Literature DB >> 18202449

Influence of mRNA decay rates on the computational prediction of transcription rate profiles from gene expression profiles.

Chi-Fang Chin1, Arthur Chun-Chieh Shih, Kuo-Chin Fan.   

Abstract

The abundance of an mRNA species depends not only on the transcription rate at which it is produced, but also on its decay rate,which determines how quickly it is degraded. Both transcription rate and decay rate are important factors in regulating gene expression. With the advance of the age of genomics, there are a considerable number of gene expression datasets, in which the expression profiles of tens of thousands of genes are often non-uniformly sampled.
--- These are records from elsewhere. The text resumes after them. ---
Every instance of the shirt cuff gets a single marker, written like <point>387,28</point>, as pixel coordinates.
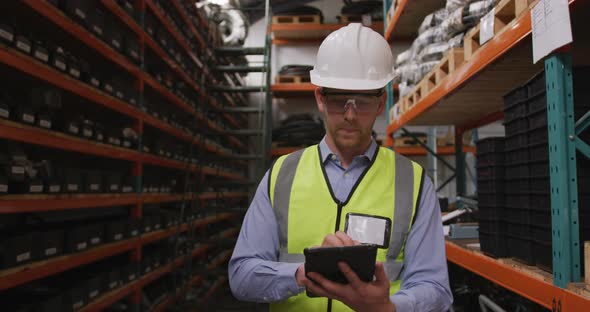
<point>403,303</point>
<point>286,272</point>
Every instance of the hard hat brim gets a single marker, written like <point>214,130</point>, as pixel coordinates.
<point>347,83</point>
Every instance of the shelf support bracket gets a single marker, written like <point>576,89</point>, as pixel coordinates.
<point>562,161</point>
<point>428,149</point>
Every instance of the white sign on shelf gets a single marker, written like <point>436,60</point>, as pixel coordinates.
<point>551,27</point>
<point>486,30</point>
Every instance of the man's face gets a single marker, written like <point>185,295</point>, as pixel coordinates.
<point>349,115</point>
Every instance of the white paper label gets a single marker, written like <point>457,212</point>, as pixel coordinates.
<point>23,46</point>
<point>23,257</point>
<point>97,29</point>
<point>486,30</point>
<point>28,118</point>
<point>42,56</point>
<point>45,124</point>
<point>6,35</point>
<point>36,188</point>
<point>93,294</point>
<point>59,64</point>
<point>551,27</point>
<point>74,72</point>
<point>80,13</point>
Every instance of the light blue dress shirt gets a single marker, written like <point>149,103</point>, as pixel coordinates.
<point>255,274</point>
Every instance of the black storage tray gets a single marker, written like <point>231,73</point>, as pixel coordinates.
<point>490,186</point>
<point>490,145</point>
<point>520,171</point>
<point>16,250</point>
<point>95,234</point>
<point>490,159</point>
<point>76,239</point>
<point>517,215</point>
<point>48,244</point>
<point>490,172</point>
<point>521,249</point>
<point>516,156</point>
<point>537,119</point>
<point>518,201</point>
<point>489,199</point>
<point>516,126</point>
<point>538,136</point>
<point>517,186</point>
<point>116,230</point>
<point>539,152</point>
<point>516,141</point>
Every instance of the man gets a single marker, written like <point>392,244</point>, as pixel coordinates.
<point>303,200</point>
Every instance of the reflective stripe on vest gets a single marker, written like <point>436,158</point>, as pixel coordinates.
<point>306,210</point>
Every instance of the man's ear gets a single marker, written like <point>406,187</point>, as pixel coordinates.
<point>319,98</point>
<point>382,103</point>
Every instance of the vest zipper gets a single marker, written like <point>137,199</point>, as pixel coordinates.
<point>336,228</point>
<point>338,215</point>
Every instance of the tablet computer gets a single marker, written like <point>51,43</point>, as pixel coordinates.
<point>324,260</point>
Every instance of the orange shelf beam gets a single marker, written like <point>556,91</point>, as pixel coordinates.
<point>528,286</point>
<point>19,275</point>
<point>440,150</point>
<point>36,203</point>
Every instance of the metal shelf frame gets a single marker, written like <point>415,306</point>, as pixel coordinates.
<point>564,141</point>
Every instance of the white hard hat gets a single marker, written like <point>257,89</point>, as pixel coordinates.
<point>353,57</point>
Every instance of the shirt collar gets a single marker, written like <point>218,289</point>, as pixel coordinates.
<point>327,152</point>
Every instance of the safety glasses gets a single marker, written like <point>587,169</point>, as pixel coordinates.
<point>340,102</point>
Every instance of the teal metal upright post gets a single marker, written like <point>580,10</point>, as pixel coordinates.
<point>459,162</point>
<point>562,161</point>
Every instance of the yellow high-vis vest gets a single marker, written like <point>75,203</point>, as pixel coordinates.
<point>307,210</point>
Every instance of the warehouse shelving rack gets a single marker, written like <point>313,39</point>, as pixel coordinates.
<point>464,101</point>
<point>136,158</point>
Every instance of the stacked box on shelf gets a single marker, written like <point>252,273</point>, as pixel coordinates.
<point>517,188</point>
<point>490,179</point>
<point>539,179</point>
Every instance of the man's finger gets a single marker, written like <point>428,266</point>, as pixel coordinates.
<point>346,240</point>
<point>331,241</point>
<point>380,276</point>
<point>350,275</point>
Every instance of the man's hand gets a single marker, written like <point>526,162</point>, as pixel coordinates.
<point>358,295</point>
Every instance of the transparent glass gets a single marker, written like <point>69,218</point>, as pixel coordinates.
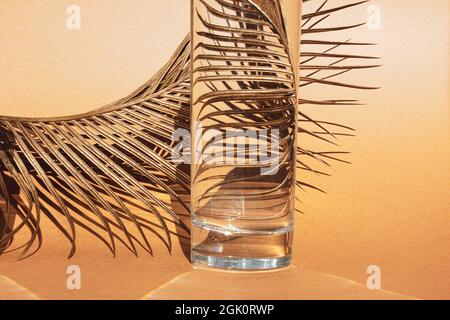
<point>244,107</point>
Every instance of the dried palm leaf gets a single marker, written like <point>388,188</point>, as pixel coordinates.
<point>95,170</point>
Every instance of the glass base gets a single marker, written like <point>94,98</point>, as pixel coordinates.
<point>242,264</point>
<point>231,248</point>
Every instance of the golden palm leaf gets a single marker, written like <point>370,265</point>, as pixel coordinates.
<point>96,169</point>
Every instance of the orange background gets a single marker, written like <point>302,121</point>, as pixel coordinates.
<point>390,208</point>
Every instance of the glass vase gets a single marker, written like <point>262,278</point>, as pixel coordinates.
<point>245,56</point>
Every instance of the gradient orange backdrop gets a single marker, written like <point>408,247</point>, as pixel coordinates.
<point>390,208</point>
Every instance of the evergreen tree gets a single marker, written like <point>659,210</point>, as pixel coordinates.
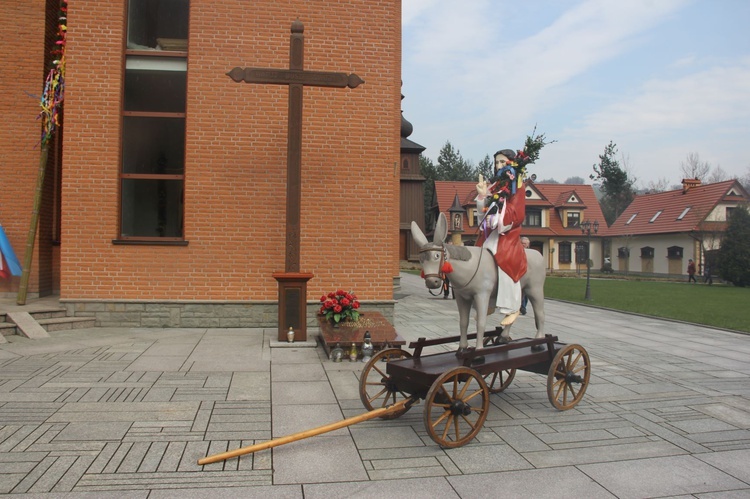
<point>486,167</point>
<point>452,166</point>
<point>616,186</point>
<point>429,172</point>
<point>734,254</point>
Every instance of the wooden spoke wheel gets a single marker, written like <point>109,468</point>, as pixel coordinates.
<point>376,388</point>
<point>568,377</point>
<point>456,407</point>
<point>499,381</point>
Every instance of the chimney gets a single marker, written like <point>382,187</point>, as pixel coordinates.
<point>689,183</point>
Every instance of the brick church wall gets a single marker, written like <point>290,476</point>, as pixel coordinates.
<point>28,29</point>
<point>235,173</point>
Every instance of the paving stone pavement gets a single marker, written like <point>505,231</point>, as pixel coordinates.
<point>127,412</point>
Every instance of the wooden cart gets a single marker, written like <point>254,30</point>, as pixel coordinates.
<point>456,386</point>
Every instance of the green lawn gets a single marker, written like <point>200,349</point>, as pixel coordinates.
<point>717,305</point>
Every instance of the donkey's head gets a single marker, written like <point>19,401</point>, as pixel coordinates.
<point>432,255</point>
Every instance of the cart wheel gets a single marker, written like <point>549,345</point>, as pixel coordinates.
<point>499,381</point>
<point>376,388</point>
<point>456,407</point>
<point>568,377</point>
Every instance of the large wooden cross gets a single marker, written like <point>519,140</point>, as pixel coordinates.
<point>293,282</point>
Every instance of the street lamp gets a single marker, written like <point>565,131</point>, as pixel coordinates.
<point>586,227</point>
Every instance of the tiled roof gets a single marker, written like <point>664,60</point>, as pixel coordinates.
<point>675,211</point>
<point>446,191</point>
<point>562,193</point>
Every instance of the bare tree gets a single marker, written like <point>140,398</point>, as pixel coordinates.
<point>659,185</point>
<point>745,179</point>
<point>693,167</point>
<point>717,175</point>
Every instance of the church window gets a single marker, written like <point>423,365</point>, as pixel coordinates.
<point>153,121</point>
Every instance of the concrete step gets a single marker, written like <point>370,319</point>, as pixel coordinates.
<point>47,313</point>
<point>49,320</point>
<point>64,323</point>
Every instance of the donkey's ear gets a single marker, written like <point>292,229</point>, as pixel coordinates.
<point>418,235</point>
<point>441,229</point>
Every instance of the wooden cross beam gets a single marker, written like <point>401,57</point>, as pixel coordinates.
<point>293,282</point>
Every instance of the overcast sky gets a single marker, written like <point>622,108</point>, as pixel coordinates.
<point>660,78</point>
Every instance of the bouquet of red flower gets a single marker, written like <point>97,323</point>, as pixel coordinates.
<point>339,305</point>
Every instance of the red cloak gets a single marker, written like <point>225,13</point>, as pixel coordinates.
<point>510,255</point>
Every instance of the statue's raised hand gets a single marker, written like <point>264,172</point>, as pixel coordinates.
<point>482,187</point>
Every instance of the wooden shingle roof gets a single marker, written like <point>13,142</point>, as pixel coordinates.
<point>546,196</point>
<point>676,211</point>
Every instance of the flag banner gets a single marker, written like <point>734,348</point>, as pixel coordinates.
<point>9,260</point>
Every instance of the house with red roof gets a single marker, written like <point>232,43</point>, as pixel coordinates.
<point>554,213</point>
<point>658,233</point>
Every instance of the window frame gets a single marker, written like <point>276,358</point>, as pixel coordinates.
<point>565,252</point>
<point>529,213</point>
<point>576,216</point>
<point>122,176</point>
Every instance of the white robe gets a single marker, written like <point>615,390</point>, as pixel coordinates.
<point>508,291</point>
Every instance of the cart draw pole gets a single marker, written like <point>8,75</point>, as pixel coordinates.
<point>383,411</point>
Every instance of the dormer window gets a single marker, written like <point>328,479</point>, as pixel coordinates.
<point>533,217</point>
<point>574,219</point>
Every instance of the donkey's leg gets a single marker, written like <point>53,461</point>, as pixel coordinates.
<point>481,301</point>
<point>537,303</point>
<point>464,312</point>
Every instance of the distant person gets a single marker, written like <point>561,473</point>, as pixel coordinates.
<point>524,299</point>
<point>691,271</point>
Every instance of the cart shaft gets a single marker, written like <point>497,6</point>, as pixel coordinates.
<point>383,411</point>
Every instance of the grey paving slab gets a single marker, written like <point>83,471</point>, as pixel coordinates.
<point>553,482</point>
<point>127,412</point>
<point>289,420</point>
<point>323,459</point>
<point>417,488</point>
<point>669,476</point>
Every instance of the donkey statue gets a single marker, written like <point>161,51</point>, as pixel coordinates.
<point>474,279</point>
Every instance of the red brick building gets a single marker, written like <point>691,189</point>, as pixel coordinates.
<point>164,195</point>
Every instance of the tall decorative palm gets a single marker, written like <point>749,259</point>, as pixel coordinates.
<point>51,103</point>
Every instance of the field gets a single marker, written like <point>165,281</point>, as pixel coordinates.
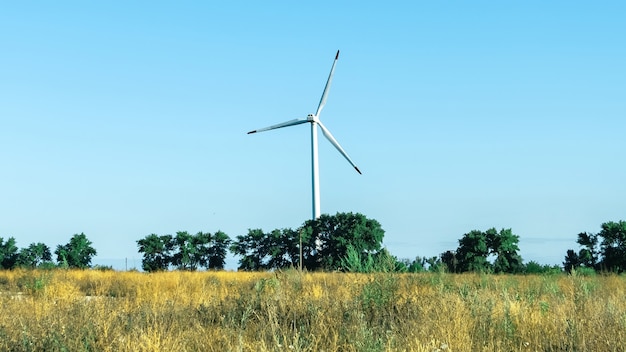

Recently,numerous studies have proposed to infer the regulatory networks from expression profiles. Nevertheless, how mRNA decay rates affect the computational prediction of transcription rate profiles from expression profiles has not been well studied. To understand the influences, we present a systematic method based on a gene dynamic regulation model by taking mRNA decay rates, expression profiles and transcription profiles into account. Generally speaking,an expression profile can be regarded as a representation of a biological condition. The rationale behind the concept is that the biological condition is reflected in the changing of gene expression profile. Basically,the biological condition is either associated to the cell cycle or associated to the environmental stresses. The expression profiles of genes that belong to the former, so-called cell cycle data, are characterized by periodicity, whereas the expression profiles of genes that belong to the latter, so-called condition-specific data, are characterized by a steep change after a specific time without periodicity. In this paper, we examine the systematic method on the simulated expression data as well as the real expression data including yeast cell cycle data and condition-specific data (glucose-limitation data). The results indicate that mRNA decay rates do not significantly influence the computational prediction of transcription-rate profiles for cell cycle data. On the contrary,the magnitudes and shapes of transcription-rate profiles for condition specific data are significantly affected by mRNA decay rates. This analysis provides an opportunity for researchers to conduct future research on inferring regulatory networks computationally with available expression profiles under different biological conditions.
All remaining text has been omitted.